Based on the battery drain levels of different users, we provide personalized recommendations to help users reduce battery drain. Users are segmented into low, medium, and high battery drain levels, and suggestions are made for each group on how to improve their battery life by adjusting screen time or data usage.

In [None]:
# Prepare the features and target variable for prediction
X = df[['App Usage Time (min/day)', 'Screen On Time (hours/day)', 
          'Battery Drain (mAh/day)', 'Data Usage (MB/day)', 'Age']]
y = df['User Behavior Class']

# Train/test split
from sklearn.model_selection import train_test_split
X_train, X_test, y_train, y_test = train_test_split(X, y, test_size=0.3, random_state=42)

# Check the shape of the split data
X_train.shape, X_test.shape

In [None]:
from sklearn.ensemble import RandomForestClassifier
from sklearn.metrics import accuracy_score, classification_report, confusion_matrix

# Initialize the Random Forest Classifier
rf_model = RandomForestClassifier(n_estimators=100, random_state=42)

# Train the model
rf_model.fit(X_train, y_train)

# Make predictions on the test set
y_pred = rf_model.predict(X_test)

# Evaluate the model
accuracy = accuracy_score(y_test, y_pred)
print(f'Accuracy: {accuracy:.4f}')

# Detailed classification report
print("Classification Report:")
print(classification_report(y_test, y_pred))

# Confusion Matrix
print("Confusion Matrix:")
print(confusion_matrix(y_test, y_pred))

In [None]:
from sklearn.model_selection import cross_val_score

# Perform 5-fold cross-validation
cv_scores = cross_val_score(rf_model, X, y, cv=5)
print(f'Cross-Validation Accuracy Scores: {cv_scores}')
print(f'Mean CV Accuracy: {cv_scores.mean():.4f}')

In [None]:
# Get feature importances from the RandomForest model
importances = rf_model.feature_importances_
feature_names = X.columns

# Display the feature importances
for feature, importance in zip(feature_names, importances):
    print(f'{feature}: {importance:.4f}')

In [None]:
# Step 1: Segment users by battery drain (low, medium, high)
# Define thresholds for battery drain levels (these can be adjusted)
bins = [0, 1000, 2000, 3000]  # Low: 0-1000, Medium: 1000-2000, High: 2000-3000
labels = ['Low Drain', 'Medium Drain', 'High Drain']
df['Battery Drain Level'] = pd.cut(df['Battery Drain (mAh/day)'], bins=bins, labels=labels)

# Step 2: Create personalized recommendations for each battery drain level
def recommend_battery_optimization(row):
    if row['Battery Drain Level'] == 'Low Drain':
        return 'Your battery usage is great! No major changes needed.'
    elif row['Battery Drain Level'] == 'Medium Drain':
        return 'Consider reducing app usage or screen on time to optimize battery life.'
    else:
        return 'High battery drain detected! Try reducing data usage and limiting screen time.'

# Apply the recommendation function to the dataset
df['Battery Optimization Recommendation'] = df.apply(recommend_battery_optimization, axis=1)

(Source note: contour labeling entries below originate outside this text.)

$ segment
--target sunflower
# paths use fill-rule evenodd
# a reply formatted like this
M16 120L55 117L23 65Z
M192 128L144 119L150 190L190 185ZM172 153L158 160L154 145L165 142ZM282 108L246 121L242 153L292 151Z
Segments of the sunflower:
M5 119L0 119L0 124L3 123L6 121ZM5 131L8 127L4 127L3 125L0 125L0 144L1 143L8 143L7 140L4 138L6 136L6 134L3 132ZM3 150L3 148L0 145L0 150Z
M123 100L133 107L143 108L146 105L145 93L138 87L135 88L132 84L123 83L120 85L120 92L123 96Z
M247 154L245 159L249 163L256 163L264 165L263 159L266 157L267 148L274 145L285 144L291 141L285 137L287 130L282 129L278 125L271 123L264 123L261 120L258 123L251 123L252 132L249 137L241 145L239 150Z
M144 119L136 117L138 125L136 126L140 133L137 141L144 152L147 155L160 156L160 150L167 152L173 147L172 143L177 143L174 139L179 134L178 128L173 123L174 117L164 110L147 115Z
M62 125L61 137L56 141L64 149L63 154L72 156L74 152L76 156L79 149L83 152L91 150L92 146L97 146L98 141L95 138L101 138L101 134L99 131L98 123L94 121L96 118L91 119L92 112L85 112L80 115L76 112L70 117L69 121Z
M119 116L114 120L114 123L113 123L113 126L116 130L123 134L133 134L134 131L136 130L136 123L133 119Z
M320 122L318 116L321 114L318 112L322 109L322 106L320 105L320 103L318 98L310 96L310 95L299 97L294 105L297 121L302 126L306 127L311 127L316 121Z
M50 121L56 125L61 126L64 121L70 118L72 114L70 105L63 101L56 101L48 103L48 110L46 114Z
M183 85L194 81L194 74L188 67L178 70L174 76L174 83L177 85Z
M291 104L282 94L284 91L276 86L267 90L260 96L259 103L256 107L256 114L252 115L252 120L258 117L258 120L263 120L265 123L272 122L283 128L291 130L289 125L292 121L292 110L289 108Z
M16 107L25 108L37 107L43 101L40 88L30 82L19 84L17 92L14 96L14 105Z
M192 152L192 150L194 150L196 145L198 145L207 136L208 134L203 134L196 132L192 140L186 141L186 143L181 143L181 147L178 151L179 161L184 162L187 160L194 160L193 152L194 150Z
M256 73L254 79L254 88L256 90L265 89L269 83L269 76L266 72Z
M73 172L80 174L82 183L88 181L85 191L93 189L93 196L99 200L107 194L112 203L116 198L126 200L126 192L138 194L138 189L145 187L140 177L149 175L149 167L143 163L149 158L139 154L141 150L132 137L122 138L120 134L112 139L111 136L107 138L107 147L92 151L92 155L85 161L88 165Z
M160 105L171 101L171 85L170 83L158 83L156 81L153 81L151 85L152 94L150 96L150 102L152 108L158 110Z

# Display sample recommendations
df[['Battery Drain (mAh/day)', 'Battery Drain Level', 'Battery Optimization Recommendation']].head()

## Conclusion

This project successfully segments users based on their mobile usage patterns, accurately predicts user behavior classes, and offers practical tips for optimizing battery life. Future work could explore additional machine learning models or refine the recommendations based on more granular user data.